Dari berbagai istilah tersebut, Jacob lebih
menyukai istilah interdisiplin sebagai payung, karena memandang pengetahuan dan
pendekatan kurikulum yang menerapkan secara sadar metodologi dan bahasa lebih
dari satu disiplin untuk menguji relevansi dan kebermaknaan tema sentral, isu,
masalah, topik, atau pengalaman.
Jacob (1989) dan Fogarty (1991) berpendapat
bahwa wujud penerapan pendekatan integratif itu bersifat rentangan (continuum).
Bertolak dari konsep PI yang dianut Jacob tersebut, Fogarty (1991)
menyatakan
bahwa ada 10 model integrasi pembelajaran, yaitu model fragmented, connected,
nested, sequenced, shared, webbed, threaded, integrated, immersed, dan
networked. Model-model itu merentang dari yang paling sederhana hingga Discipline
yang paling rumit, mulai dari separated-subject sampai eksplorasi keterpaduan antar
aspek dalam satu bidang studi (model fragmented, connected, nested), model yang
menerpadukan antar berbagai bidang studi (model sequenced, shared, webbed,
threaded, integrated), hingga menerpadukan dalam diri pembelajar sendiri dan
lintas pembelajar (model immersed dan networked).
Konsep
dari masing-masing model tersebut dapat dijelaskan sebagai berikut.
- Model fragmented: pengajaran bidang studi terpisah dari bidang studi lain. Matematika bukan sejarah, bahasa bukan seni, dsb. Model tradisional merupakan prioritas guru sebelum mereka beralih ke lintas disiplin.
- Model connected: aspek-aspek pelajaran dalam satu bidang studi dihubungkan dari suatu topik ke topik lain, konsep ke konsep, keterampilan ke keterampilan, melalui gagasan yang berhubungan secara eksplisit.
- Model nested: pengajaran suatu bidang studi dengan target berbagai keterampilan: keterampilan sosial, keterampilan berpikir, dan keterampilan tentang substansi khusus.
- Model sequenced: pelajaran suatu topik atau unit ditata ulang dan diurutkan bertepatan antara satu bidang studi dengan dengan yang lainnya. Contoh, Bahasa Indonesia menyajikan novel tertentu yang mencerminkan periode sejarah tertentu, dan guru sejarah mengajarkan periode sejarah yang sama. Akitivitas masing-masing kegiatan mempertinggi yang lain.
- Model shared: Pembelajaran bertolak dari dua disiplin yang berbeda, yang memiliki ketumpangtindihan konsep/keterampilan untuk mengikat keterpaduan pembelajaran.
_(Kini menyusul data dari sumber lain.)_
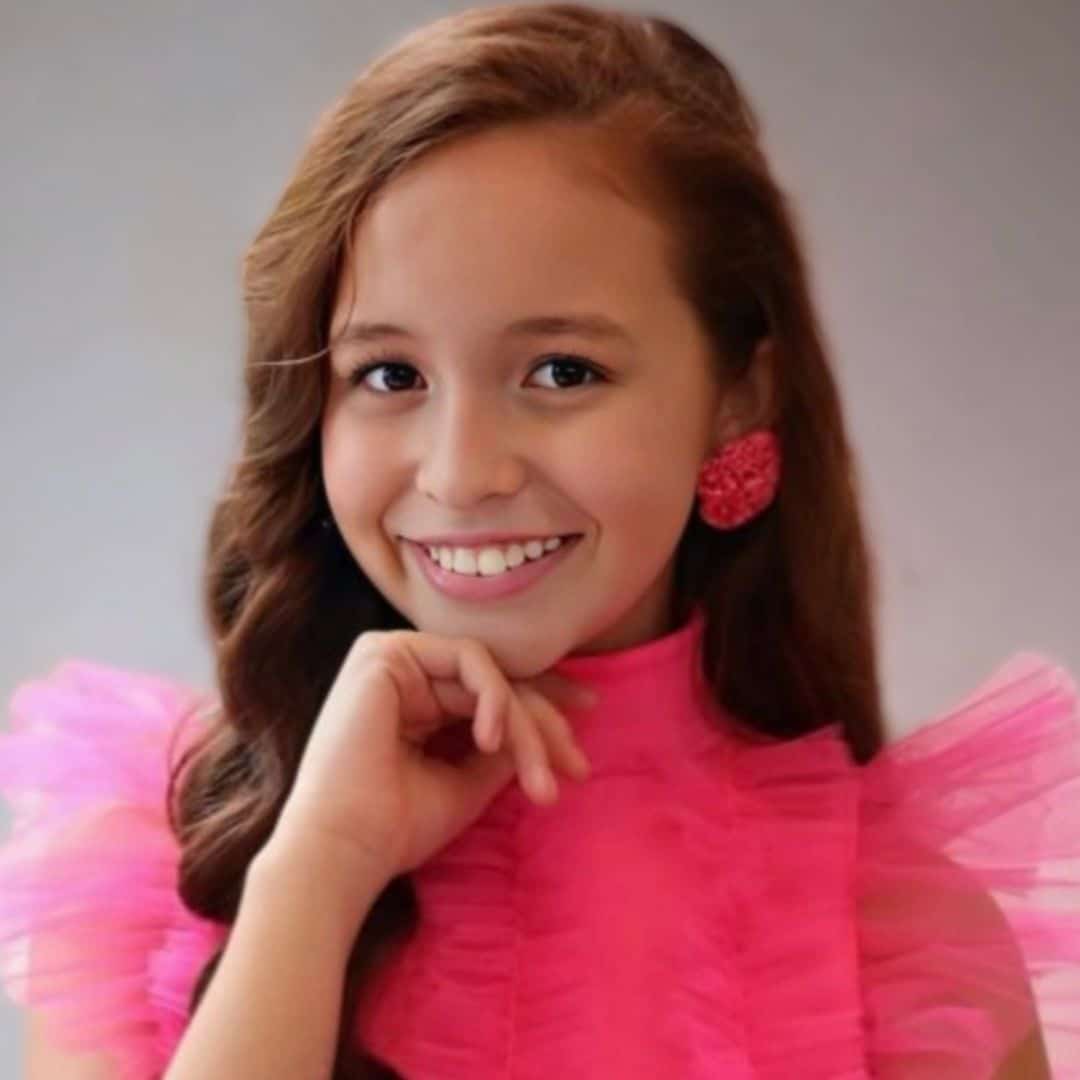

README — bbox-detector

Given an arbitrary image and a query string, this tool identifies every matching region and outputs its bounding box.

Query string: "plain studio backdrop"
[0,0,1080,1076]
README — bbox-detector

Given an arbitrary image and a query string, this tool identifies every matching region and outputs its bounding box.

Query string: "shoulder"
[858,839,1051,1080]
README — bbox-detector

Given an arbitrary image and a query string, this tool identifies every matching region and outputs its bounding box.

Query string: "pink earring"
[698,430,781,529]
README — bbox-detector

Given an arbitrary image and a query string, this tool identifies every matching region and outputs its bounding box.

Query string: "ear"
[713,337,775,447]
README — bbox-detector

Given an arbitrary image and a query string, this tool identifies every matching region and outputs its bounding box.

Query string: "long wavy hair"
[168,3,883,1080]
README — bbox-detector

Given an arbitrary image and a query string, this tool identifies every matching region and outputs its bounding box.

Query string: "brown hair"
[170,3,882,1078]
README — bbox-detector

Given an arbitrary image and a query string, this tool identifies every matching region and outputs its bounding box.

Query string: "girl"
[0,4,1080,1080]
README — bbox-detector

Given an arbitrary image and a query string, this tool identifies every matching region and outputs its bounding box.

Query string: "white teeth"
[426,537,563,578]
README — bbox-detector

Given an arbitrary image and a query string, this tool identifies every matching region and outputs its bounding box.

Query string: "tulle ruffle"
[0,660,222,1080]
[856,652,1080,1080]
[0,653,1080,1080]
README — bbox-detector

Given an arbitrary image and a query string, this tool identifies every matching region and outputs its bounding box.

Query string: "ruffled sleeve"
[0,660,227,1080]
[856,652,1080,1080]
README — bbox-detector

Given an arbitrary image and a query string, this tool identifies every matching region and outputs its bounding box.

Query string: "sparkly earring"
[698,430,781,529]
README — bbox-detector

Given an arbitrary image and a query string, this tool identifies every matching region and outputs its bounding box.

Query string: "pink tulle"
[0,660,224,1080]
[0,623,1080,1080]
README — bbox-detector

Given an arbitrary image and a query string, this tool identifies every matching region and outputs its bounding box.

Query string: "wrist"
[244,831,391,946]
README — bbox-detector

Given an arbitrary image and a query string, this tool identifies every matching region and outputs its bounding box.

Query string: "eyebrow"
[330,312,633,346]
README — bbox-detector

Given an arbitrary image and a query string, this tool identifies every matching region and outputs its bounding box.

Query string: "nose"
[416,389,525,509]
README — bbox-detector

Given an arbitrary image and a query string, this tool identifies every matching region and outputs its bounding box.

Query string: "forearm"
[164,848,386,1080]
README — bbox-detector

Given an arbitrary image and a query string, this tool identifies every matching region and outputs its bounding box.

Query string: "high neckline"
[553,608,727,774]
[553,607,705,683]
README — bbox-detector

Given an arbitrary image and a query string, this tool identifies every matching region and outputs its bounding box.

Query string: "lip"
[402,532,573,548]
[405,536,581,600]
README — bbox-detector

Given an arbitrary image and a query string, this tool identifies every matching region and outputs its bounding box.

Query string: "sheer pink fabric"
[0,616,1080,1080]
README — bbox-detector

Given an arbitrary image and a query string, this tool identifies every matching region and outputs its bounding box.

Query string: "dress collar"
[552,608,726,773]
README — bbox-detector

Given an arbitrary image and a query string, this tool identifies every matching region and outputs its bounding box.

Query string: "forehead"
[339,126,670,332]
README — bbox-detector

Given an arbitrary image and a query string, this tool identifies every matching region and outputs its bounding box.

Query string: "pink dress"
[0,616,1080,1080]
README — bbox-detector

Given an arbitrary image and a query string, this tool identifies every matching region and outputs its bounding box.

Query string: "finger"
[518,687,590,780]
[507,693,558,804]
[458,637,558,802]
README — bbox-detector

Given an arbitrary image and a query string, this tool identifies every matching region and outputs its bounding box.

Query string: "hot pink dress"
[0,615,1080,1080]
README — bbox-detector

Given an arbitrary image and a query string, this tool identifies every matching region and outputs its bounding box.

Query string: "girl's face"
[322,129,743,678]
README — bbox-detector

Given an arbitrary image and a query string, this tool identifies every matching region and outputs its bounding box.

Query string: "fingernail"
[575,685,600,705]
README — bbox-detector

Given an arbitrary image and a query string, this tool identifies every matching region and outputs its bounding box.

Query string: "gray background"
[0,0,1080,1076]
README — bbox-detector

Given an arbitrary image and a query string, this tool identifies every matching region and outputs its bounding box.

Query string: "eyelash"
[348,352,607,397]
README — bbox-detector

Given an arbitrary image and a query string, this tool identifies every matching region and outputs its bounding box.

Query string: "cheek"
[322,417,390,524]
[568,411,697,535]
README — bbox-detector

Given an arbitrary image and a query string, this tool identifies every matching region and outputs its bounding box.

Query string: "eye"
[349,353,605,394]
[524,354,604,390]
[349,356,425,394]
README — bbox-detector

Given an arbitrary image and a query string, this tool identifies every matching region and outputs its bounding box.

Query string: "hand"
[266,631,593,894]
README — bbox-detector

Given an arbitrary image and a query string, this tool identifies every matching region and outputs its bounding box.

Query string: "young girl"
[0,4,1080,1080]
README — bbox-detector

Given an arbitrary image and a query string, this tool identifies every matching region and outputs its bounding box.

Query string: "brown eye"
[534,356,604,390]
[349,360,425,394]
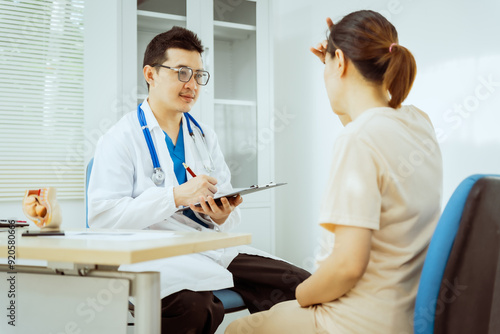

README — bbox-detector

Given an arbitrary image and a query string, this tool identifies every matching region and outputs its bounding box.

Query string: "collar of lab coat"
[141,98,199,185]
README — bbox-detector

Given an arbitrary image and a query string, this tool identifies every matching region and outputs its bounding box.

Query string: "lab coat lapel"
[142,99,179,187]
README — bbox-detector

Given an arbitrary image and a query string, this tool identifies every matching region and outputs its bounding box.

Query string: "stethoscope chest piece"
[137,103,215,186]
[151,168,165,186]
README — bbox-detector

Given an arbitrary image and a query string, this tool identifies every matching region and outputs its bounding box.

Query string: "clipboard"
[177,182,286,212]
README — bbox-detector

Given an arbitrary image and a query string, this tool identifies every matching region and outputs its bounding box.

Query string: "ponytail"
[327,10,417,109]
[383,45,417,109]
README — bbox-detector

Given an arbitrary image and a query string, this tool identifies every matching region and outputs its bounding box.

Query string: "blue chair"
[85,158,247,314]
[414,175,500,334]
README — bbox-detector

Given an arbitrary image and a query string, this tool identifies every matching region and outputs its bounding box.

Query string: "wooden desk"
[0,229,251,333]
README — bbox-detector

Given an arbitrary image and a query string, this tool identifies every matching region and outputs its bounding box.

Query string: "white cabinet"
[124,0,276,253]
- Model webbed: Pembelajaran merepresentasikan pendekatan tematik untuk menerpadukan bidang studi. Suatu tema dikembangkan seperti jaring labalaba, untuk menurunkan topik, konsep, dan gagasan yang selaras dalam berbagai bidang studi.
- Model threaded: Pembelajaran suatu keterampilan (keterampilan berpikir, kerja sama, belajar, mengorganisasikan, sosial, dsb.) disajikan melalui berbagai bidang studi. Model ini berfokus pada metakurikuler atau perilaku metakognititf sehingga siswa dapat belajar tentang bagaimana belajar. Misalnya, keterampilan berpikir hubungan sebab akibat diajarkan dalam Matematika, IPS, Bahasa, dan Sain. Tak ada penekanan terhadap penerjadian hubungan antarmata pelajaran.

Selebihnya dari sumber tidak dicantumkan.